Figure 3.

Association of newly synthesized RBP with ER-chaperones. (A) Posttranslational disulfide oxidation of RBP was carried out as described previously. At chase times of 0, 30, and 90 min, samples were alkylated with 20 mM NEM and split in two. One was treated with 2 mM DSP in DMSO at room temperature for 30 min, whereas the other was mock treated with just DMSO to serve as control. The excess DSP was quenched with 100 mM glycine, microsomes were lysed and subjected to immunoprecipitation with anti-RBP antibody. The immunoprecipitates were analyzed by 13% nonreducing and reducing SDS-PAGE followed by autoradiography. (Left) Nonreduced SDS-PAGE of control and cross-linked samples (lanes 1–6). (Right) Reducing SDS-PAGE of the same samples (lanes 7–12).

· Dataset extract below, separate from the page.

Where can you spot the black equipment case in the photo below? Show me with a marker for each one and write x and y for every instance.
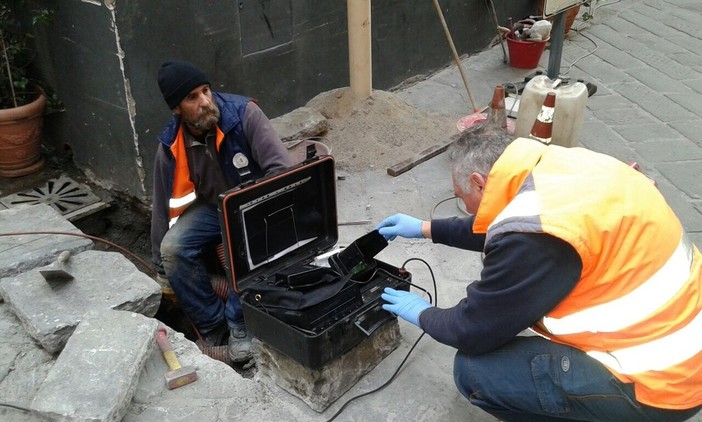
(273, 231)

The positions of the untranslocated (Ut), reduced (Red), folding intermediate (It), and the fully oxidized (Ox) forms are indicated. (B) HepG2 cells were subjected to metabolically labeled, cross-linked and immunoprecipitated with antibodies to RBP, Grp94, BiP, and PDI. The samples were analyzed on reducing, 8–15% gradient SDS-PAGE. (C) Posttranslational oxidation of RBP was carried out as described under Materials and Methods. The samples were lysed with 2% CHAPS, 1× protease inhibitor cocktail, in phosphate-buffered saline, pH 7.2. The lysate was divided into three aliquots and subjected to immunoprecipitation using anti-RBP, anti-BiP, and anti-calnexin antibodies. The immunoprecipitates were analyzed by 13% SDS-PAGE. (D) Quantitation of RBP bands is shown for RBP immunoprecipitated by anti-calnexin (closed squares) and anti-BiP (open squares). The RBP immunoprecipitated by anti-RBP antibody was taken as 100% for respective chase point. (E) RBP was translated in presence of microsomes and cross-linked as described for Figure 3A. Sample corresponding to 0 min was lysed and equal aliquots were immunoprecipitated with antibodies to RBP, Grp94, and BiP. Samples were analyzed by reduced SDS-PAGE.